Over at UOB Global Economics & Markets Research, economist Barnabas Gan agrees that Singapore’s growth outlook has had been “largely positive” prior to the onset of the outbreak.
From an earlier projection of 1.5% growth in 2020, UOB had downgraded Singapore’s GDP growth to a range of 0.5% to 1.0% following the outbreak. Now, it is cutting its forecasts even further.
“We are trimming our forecast down to 0.5% in 2020 with downside risk, especially if the virus outbreak progresses to be more widespread, severe and protracted than anticipated,” says Gan.

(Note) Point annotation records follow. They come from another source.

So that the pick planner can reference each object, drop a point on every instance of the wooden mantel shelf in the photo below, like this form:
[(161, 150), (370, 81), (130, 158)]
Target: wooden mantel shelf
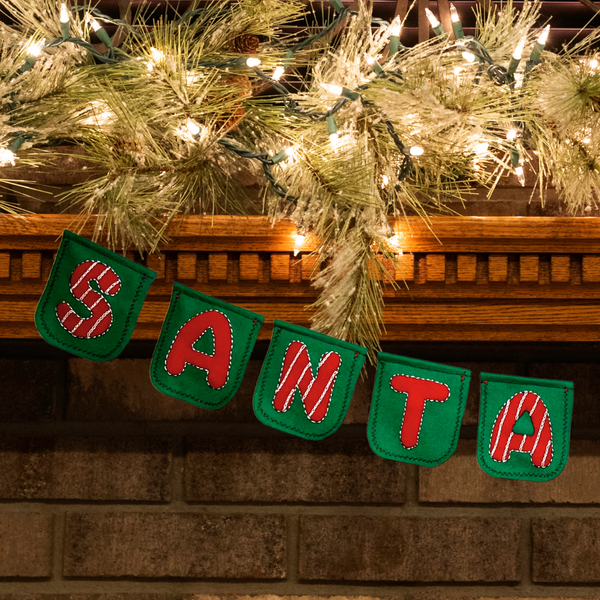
[(477, 278)]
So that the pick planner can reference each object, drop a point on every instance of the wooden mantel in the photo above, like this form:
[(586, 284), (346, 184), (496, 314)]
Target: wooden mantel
[(477, 278)]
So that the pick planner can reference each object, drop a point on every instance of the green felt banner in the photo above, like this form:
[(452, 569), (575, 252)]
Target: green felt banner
[(307, 380), (92, 299), (203, 349), (524, 427), (416, 410)]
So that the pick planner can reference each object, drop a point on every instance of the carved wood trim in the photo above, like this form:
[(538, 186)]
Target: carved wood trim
[(482, 278)]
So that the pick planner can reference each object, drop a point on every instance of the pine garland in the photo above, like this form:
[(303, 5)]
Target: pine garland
[(344, 126)]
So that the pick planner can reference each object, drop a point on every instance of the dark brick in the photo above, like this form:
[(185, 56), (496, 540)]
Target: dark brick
[(586, 408), (29, 389), (460, 479), (236, 469), (566, 550), (358, 413), (182, 545), (25, 545), (120, 390), (74, 468), (415, 549)]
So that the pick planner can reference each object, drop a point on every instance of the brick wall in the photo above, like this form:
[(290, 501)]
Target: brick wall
[(109, 490)]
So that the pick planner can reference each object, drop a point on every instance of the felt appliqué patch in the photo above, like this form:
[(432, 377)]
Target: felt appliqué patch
[(306, 382), (92, 299), (524, 427), (416, 410), (203, 349)]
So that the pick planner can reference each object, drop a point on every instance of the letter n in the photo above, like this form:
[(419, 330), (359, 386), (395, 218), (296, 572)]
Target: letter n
[(296, 374)]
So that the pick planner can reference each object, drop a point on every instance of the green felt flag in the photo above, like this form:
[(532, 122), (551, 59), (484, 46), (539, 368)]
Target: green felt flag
[(416, 410), (524, 427), (92, 299), (307, 380), (203, 349)]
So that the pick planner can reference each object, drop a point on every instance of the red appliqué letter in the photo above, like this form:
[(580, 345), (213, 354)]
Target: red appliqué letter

“Delving into Singapore’s growth prospects, the negative impact on China’s economic growth from the COVID-19 outbreak as well as the ongoing travel ban will certainly inject growth headwinds,” he adds.
Meanwhile, Fitch Solutions Macro Research is also cutting Singapore’s economic growth forecast, following a downward revision of China’s real GDP growth forecast by 0.3 percentage point to 5.6%. Fitch Solutions notes that this is based on the close economic links between Singapore and China.
Fitch Solutions is slashing 2020 real GDP forecast for Singapore to 1.0%, from 1.7% previously.
“Singapore’s real GDP growth has been closely correlated with China’s growth for decades and this relationship has held strong for the past 10 years starting from 2010,” the research house says.
According to Fitch Solutions, the gradual economic recovery it had expected for Singapore in 2020 in “under threat” as trade and manufacturing activity continues to be disrupted across Asia.
“These downside risks are exacerbated by the weaker position both China and Singapore are in after more than a year and a half of the US-China trade tensions,” it adds, describing Singapore’s close economic links to China as “a key vulnerability”.
However, the private sector economists are expecting the government to step to relieve some pressure on the economy.
“We expect tomorrow’s budget to significantly ease fiscal policy and the Monetary Authority of Singapore (MAS) to follow with monetary easing in April,” says Oxford’s Sung.
Heng Swee Keat, Singapore’s Deputy Prime Minister and Minister for Finance, is scheduled to deliver the 2020 Budget Statement in Parliament on Feb 18.
“Owing to the uncertain backdrop and weakened growth outlook, we now expect policy-makers to ease policy to neutral, down from a currently perceived +0.5% appreciation slope,” says UOB’s Gan.